Bukan hanya tersangka dari kalangan perwira tinggi Polri, seorang Aiptu Labora Sitorus saja sudah membuat aparat kejaksaaan kerepotan mengeksekusi karena diduga ada atasan yang terlibat.

Di sisi lain, publik mengharapkan KPK semakin kuat karena institusi ini dipercaya publik memerangi musuh utama rakyat, korupsi.
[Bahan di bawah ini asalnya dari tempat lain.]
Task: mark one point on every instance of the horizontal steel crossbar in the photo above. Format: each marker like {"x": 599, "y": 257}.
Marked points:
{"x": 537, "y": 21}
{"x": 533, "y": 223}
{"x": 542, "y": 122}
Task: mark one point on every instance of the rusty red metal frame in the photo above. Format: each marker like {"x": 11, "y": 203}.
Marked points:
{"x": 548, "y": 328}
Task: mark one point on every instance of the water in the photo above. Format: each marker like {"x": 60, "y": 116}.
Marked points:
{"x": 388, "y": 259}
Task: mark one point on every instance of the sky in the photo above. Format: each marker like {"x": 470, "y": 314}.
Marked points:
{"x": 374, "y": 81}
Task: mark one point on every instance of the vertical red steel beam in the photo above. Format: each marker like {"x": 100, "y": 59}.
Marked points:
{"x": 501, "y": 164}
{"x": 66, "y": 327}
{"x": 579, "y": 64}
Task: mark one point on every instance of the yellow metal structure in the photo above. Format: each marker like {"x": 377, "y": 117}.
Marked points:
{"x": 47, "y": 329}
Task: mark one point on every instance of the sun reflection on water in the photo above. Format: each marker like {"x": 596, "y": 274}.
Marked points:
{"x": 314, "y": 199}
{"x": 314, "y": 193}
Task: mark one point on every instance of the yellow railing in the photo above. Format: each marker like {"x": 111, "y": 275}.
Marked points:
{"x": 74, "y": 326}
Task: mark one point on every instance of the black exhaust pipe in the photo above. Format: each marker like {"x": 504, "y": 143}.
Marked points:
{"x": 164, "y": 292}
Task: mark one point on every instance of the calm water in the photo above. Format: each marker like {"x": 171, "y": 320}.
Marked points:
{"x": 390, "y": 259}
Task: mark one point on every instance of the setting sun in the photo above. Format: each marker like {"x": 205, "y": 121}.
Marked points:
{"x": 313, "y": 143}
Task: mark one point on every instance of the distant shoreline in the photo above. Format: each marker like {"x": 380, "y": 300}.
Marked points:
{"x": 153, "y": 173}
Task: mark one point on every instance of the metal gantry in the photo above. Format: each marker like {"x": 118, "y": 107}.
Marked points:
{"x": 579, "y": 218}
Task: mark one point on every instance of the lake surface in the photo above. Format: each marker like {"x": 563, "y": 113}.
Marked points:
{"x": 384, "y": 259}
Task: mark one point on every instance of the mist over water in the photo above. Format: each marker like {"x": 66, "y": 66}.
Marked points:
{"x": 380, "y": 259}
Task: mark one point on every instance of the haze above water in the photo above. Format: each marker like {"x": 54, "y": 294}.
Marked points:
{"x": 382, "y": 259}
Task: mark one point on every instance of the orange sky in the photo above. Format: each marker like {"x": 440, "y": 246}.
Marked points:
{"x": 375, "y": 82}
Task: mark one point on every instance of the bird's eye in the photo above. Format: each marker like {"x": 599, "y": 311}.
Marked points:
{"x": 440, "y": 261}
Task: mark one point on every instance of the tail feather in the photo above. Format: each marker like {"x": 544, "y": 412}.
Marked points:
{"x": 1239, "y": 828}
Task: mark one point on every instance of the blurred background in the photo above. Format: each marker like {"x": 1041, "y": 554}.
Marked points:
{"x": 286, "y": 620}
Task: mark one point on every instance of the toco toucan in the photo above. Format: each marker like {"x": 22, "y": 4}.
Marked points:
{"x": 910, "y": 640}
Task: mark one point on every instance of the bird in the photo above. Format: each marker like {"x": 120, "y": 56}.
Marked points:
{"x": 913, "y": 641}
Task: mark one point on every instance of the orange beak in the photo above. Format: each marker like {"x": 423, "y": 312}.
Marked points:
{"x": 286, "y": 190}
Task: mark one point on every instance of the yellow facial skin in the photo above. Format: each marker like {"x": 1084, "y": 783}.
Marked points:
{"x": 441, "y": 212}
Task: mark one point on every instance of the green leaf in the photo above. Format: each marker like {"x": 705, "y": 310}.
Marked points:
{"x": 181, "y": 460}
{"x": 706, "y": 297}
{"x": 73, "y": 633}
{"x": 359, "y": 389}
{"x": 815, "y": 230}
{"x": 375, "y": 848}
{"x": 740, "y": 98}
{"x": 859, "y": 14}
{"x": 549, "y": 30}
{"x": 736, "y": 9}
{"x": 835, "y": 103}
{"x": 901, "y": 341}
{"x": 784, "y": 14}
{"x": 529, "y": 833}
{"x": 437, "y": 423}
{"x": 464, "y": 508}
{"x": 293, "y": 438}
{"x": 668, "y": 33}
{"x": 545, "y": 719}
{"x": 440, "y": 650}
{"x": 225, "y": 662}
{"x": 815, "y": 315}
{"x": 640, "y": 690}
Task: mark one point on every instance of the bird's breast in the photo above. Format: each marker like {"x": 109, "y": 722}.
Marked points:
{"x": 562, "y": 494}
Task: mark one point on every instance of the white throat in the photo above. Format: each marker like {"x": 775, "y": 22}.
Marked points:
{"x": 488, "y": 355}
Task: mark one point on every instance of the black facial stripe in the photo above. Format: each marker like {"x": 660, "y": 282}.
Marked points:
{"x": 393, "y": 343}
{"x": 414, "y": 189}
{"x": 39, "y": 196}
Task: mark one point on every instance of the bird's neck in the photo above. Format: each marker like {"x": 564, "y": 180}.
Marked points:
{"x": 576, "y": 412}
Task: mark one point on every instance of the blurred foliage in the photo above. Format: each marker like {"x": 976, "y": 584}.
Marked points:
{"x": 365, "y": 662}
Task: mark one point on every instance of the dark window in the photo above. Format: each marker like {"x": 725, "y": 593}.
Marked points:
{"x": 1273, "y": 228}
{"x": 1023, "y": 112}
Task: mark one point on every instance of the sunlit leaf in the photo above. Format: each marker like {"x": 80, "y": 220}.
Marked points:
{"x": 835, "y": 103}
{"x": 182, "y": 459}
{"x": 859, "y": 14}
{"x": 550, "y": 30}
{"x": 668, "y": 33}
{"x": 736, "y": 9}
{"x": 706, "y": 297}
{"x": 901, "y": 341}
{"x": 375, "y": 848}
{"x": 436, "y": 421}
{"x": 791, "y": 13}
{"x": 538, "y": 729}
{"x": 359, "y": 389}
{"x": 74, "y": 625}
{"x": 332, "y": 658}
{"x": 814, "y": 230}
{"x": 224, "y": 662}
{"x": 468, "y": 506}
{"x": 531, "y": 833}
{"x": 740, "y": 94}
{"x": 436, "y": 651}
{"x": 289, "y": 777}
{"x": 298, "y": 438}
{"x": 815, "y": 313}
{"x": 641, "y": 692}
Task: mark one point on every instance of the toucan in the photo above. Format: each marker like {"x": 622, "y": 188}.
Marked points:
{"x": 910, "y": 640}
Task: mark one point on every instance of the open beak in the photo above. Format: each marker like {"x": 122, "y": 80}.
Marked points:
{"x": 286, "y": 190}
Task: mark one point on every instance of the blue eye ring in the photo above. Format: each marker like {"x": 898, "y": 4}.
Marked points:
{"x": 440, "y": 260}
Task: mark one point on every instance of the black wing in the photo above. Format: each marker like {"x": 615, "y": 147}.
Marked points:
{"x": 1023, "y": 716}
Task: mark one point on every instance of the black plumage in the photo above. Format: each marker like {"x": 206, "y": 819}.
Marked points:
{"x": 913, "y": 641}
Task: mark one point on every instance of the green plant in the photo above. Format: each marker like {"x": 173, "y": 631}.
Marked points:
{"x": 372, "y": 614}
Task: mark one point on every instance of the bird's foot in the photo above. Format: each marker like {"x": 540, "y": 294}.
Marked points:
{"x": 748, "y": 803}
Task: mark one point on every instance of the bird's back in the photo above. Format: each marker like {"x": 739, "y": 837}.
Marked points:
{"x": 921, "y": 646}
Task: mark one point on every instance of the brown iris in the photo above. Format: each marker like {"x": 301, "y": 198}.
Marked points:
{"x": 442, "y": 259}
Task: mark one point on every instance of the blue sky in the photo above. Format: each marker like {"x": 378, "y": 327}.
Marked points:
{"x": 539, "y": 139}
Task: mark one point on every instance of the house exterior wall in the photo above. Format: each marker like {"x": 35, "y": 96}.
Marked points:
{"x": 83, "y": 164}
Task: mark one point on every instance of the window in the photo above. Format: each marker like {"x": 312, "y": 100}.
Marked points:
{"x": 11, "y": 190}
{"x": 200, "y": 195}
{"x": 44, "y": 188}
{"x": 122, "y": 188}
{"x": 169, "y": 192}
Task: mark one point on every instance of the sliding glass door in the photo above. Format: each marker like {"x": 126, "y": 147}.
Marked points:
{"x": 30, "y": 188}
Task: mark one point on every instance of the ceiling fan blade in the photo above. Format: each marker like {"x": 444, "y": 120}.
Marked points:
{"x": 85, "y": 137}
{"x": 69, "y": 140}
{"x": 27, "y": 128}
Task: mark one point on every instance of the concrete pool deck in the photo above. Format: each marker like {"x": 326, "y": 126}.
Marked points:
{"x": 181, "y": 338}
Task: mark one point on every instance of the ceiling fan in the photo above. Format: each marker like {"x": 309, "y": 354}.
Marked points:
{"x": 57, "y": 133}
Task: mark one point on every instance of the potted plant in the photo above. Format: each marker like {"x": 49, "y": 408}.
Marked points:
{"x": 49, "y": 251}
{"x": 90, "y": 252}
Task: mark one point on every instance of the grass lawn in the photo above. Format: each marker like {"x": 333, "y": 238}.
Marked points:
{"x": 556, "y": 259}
Jika perlawanan terhadap kerja KPK tidak segera dihentikan, “relawan pendukung koruptor” akan menjadikan aksi penetapan tersangka dan tangkap tangan menjadi isu-isu politik yang tidak hanya menghambat jalannya roda pemerintahan, tetapi juga menyasar presiden hasil pemilu yang mahal harga dan nilainya bagi stabilitas NKRI.

Anak Haram Reformasi

Apabila dikatakan kelahiran KPK adalah anak kandung Reformasi, lembaga apa pun yang menentang pemberantasan korupsi adalah anak haram Reformasi. Di NKRI, hanya Polri yang demikian menggegerkan negara setiap kali ada pihaknya yang menjadi tersangka korupsi di KPK.

Hal ini tidak terjadi pada menteri, jaksa, hakim, dan anggota DPR atau kepala daerah yang menjadi tersangka. Siapa yang disalahkan jika berkembang pandangan Polri adalah anak haram Reformasi karena sikap perlawanannya setiap terjadi penyidikan tersangka korupsi bagi kalangan mereka.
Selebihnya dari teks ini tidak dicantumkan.